For Marc, who first reads the Grand-Duc’s journal and decides to hunt out its contents, there’s something surreal about discovering each detail of the tragedy that has consumed his childhood. Lylie runs away from him, but not before giving Marc the notebook in which he learns about the tragedy of “Mont Terrible”, the outpouring of national grief, and “the miracle child” who was first claimed by wealthy industrialist Leonce de Carville and then by Pierre Vitral, who claimed the baby was his paternal granddaughter. Ignoring Pierre’s pleas that “the girl with the blue eyes” was his beloved Emilie, Leonce embarked upon a carefully plotted campaign to discredit the Vitrals and to adopt Lylie as his own.

While the core of the mystery focuses on Grand-Duc’s new discovery, the actual plot centers on Marc, a fragmented and reluctant anti-hero who is split into pieces over his love for Lylie and the very real possibility that she’s not his sister after all. The only way that Marc can find the truth is to retrace Grand-Duc’s steps, a path that puts him into direct conflict with unhinged Malvina, who is determined not to abandon her little sister, “her little dragonfly.” Encouraged by Mathilde, Malvina searches for the truth, all the while subconsciously aware that her manipulative grandmother may have spent a fortune for nothing.

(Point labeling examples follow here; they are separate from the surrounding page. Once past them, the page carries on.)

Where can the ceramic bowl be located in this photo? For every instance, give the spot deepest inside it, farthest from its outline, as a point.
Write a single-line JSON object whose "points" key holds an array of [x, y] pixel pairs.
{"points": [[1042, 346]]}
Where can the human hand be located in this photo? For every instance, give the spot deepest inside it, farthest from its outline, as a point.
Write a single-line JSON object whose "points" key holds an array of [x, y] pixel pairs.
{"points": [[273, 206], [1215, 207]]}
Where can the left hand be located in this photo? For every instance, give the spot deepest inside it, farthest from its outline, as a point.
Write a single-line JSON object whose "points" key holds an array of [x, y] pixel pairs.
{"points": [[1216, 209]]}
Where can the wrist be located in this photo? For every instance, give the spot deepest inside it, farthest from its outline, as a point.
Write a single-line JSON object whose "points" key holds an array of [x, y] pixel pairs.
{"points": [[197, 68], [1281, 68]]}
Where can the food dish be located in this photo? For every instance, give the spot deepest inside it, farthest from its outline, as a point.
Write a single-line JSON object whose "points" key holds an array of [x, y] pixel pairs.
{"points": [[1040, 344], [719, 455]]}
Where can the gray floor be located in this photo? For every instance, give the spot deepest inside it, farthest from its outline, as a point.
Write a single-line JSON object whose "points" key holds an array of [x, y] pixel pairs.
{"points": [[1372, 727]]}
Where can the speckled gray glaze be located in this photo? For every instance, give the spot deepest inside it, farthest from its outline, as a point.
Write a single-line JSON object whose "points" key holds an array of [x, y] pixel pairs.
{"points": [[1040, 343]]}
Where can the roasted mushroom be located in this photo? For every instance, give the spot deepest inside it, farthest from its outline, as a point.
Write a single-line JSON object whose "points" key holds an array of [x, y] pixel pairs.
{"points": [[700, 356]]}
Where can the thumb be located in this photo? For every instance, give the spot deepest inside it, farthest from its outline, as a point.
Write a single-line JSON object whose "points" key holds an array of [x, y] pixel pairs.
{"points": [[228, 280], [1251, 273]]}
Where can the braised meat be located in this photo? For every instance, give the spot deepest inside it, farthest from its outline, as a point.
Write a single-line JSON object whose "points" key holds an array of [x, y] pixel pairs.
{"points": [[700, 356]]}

While I frequently admired Bussi’s brisk sense of pacing, there are considerable hurdles that prevent the plot from really adhering, from Grand-Duc’s last phone call before his death, to his new piece of evidence, to Marc as he delves deep into the depths of his memory without knowing exactly why. It seems to Marc that Grand-Duc has awakened old demons that for years have plagued the Vitrels and the de Carvilles. In spite of the animosity and hatred between the two families, Marc is buoyed by the promise he made to his grandmother, the kindly Nicole Vitrel: to find out the truth about what really happened on that terrible, disastrous night on 23 December 1980.

While Bussi’s writing style is mostly static and wooden, Grand Duc’s narrative keeps both the reader and Marc on tenterhooks. By novel’s end, the author’s exploration of the cost of obsession brings the story full circle despite the over-the-top suspense and a series of unlikely clues--like breadcrumbs--that Bussi peppers throughout his story.